Он решил подыграть ее тщеславию, сказал весело:
— У вас здесь столько интересного. Хочется все посмотреть.
— Сейчас поедем в Норденхам. Там будем обедать. Я созвонилась с друзьями, и нас ждут. С вами желает поговорить одна женщина. Она родилась в России.
— Тоже из русских немцев?
— Другое, совсем другое! — Луиза даже сморщилась, так ей почему-то не понравилось это сравнение. — Она немка, приехала из России еще девчонкой, сразу после вашей революции.
В Норденхаме они были через четверть часа, возле реки нашли ресторан, где была назначена встреча. Приглашенные уже ждали. Четыре старушки, четыре «божьих одуванчика», смотрели на него, как на заморское диво. Он сразу узнал «русскую немку». То ли во взгляде ее был какой-то иной интерес к нему, то ли просто потому, что возле нее на тарелочке лежал хлеб. Он уже знал, что за обедом немцы предпочитают обходиться без хлеба.
— Адель Романовна Герман, — по-русски представилась ему эта самая старушка. Говорила она чисто, что сразу отличало человека, знавшего русский с детства.
И заговорила, заговорила обрадованно, словно век ждала этой минуты поговорить, отвести душу. В пять минут Александр узнал, что ее предки переселились в Россию еще в начале прошлого века, что отец был купцом, что дома они говорили только по-немецки, а на улице по-русски, что, когда переехали в Германию, все стало наоборот: на улице — немецкий, а дома — русский. Отец не хотел, чтобы дети забывали русский язык. Ее увезли из России в девятилетнем возрасте, но она все помнит. Помнит морозы. Потому что при 20 градусах дети не ходили в школу. Тогда на каланче вывешивались черные шары, и они, дети, все смотрели, есть шары или нет.

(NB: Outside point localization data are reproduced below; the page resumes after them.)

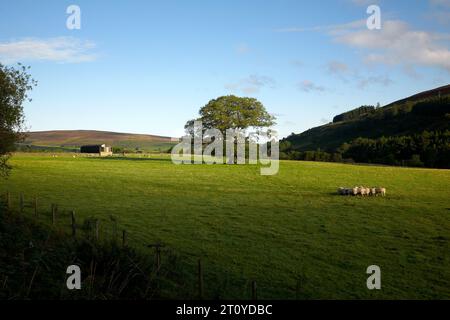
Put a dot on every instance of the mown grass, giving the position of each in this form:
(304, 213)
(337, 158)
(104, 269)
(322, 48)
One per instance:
(281, 231)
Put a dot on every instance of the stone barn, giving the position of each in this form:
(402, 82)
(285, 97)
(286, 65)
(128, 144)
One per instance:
(101, 149)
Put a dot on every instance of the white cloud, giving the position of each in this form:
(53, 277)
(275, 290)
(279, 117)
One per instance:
(364, 2)
(337, 67)
(242, 48)
(440, 3)
(309, 86)
(371, 80)
(252, 84)
(336, 28)
(60, 49)
(397, 43)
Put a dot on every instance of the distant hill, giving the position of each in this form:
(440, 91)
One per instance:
(426, 111)
(71, 139)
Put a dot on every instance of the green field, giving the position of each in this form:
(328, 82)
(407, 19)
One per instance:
(277, 230)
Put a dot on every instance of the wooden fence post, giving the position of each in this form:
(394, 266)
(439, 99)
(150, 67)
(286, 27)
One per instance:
(74, 226)
(97, 223)
(254, 291)
(297, 290)
(8, 200)
(200, 279)
(124, 238)
(21, 202)
(54, 209)
(35, 206)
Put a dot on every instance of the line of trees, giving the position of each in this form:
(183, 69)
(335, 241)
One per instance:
(429, 149)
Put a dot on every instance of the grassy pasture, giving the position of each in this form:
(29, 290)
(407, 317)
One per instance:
(277, 230)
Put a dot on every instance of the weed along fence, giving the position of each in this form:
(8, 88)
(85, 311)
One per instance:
(65, 222)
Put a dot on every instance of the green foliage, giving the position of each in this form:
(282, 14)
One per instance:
(14, 86)
(354, 114)
(405, 119)
(430, 149)
(231, 112)
(34, 259)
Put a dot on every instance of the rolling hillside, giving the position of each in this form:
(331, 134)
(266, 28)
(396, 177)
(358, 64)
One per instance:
(427, 110)
(75, 138)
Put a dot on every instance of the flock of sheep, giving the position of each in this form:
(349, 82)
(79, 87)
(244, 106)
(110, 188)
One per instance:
(362, 191)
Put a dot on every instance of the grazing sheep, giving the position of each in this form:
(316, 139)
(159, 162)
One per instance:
(364, 191)
(381, 191)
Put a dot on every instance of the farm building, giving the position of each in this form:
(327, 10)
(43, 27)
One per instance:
(102, 149)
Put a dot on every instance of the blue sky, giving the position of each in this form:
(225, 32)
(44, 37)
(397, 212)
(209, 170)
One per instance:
(148, 66)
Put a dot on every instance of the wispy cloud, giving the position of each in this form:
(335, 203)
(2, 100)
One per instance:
(440, 3)
(336, 28)
(309, 86)
(397, 43)
(337, 67)
(242, 48)
(377, 80)
(60, 49)
(364, 2)
(252, 84)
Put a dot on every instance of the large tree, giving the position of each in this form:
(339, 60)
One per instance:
(15, 83)
(231, 112)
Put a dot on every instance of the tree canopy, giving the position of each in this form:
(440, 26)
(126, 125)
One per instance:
(14, 86)
(232, 112)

— Извините, — говорила она, — но воспоминания в основном кондитерские. Тут уж ничего не поделаешь, у всех детей сладкие воспоминания. Какие калачи были, а какие жаворонки из булочной приносили! И теперь непременно у нас калачи на пасху. Пост не соблюдаем, а калачи и обилие сладкого — обязательно. Объедаемся… А еще бульвары помню. Ходили гулять в Кремль. Царь-колокол, царь-пушка!.. А какой храм Христа Спасителя был! Что снаружи, что внутри — чудо из чудес. Как вспомню, душа слезами обливается…
Александр слушал не перебивая. Понимал: сладостно это путешествие в детство. «Дайте до детства плацкартный билет, — поет певица с нежным акцентом. Слезно поет. — Билетов нет, билетов нет…» А может, все-таки есть? Просто нужно, чтобы все совпало. И сладкое детство, и добрый родитель, помогавший не забывать прошлое, и такой вот терпеливый собеседник, готовый слушать наивные воспоминания и улыбаться понимающе.
Но улыбался он своему. Неожиданно захлестнуло его это чужое воспоминание тоской по дому. Ездил же в командировки, не больно тосковал, а тут почему-то стало невмоготу. И он уж вспомнил недобрым словом заботливую Луизу, подсунувшую ему билет до Штутгарта…
Эта «русская немка» совсем измучила ему душу своими воспоминаниями.
— Извините, можно я на минутку выйду, — бесцеремонно шепнул ей по-русски.
Думал, обидится: разве женщине такое говорят?
Глаза Адель Романовны сделались круглыми, но был в них не испуг, а скорее восторг. Она даже руками всплеснула, что уж никак не вязалось с хваленой немецкой сдержанностью.
— Конечно! — И посмотрела на него так, будто он только что сделал ей совершенно немыслимый комплимент.
Александр еще раньше приметил, что второй выход из ресторана выводит прямо на песчаную отмель, к реке, светлевшей метрах в ста. И он пошел к этому выходу.
У реки тянул слабый, но холодный ветер. Это был Везер — одна из главных рек Западной Германии. Здесь он разливался широким рукавом. На фарватере стояли большие морские суда. Александр походил по берегу, но так нигде и не смог подступиться к самой воде: отлив сказывался и здесь, берег был илистым и грязным.
Вернулся он не скоро. Болезненная тоска по дому переросла в сладкую печаль, и теперь он с нежностью смотрел на эту «русскую немку». Как-никак она была его землячкой. И она любила свою родину, как и он любит. И ее, как и его тоже, детские радости связаны с одними и теми же московскими улицами.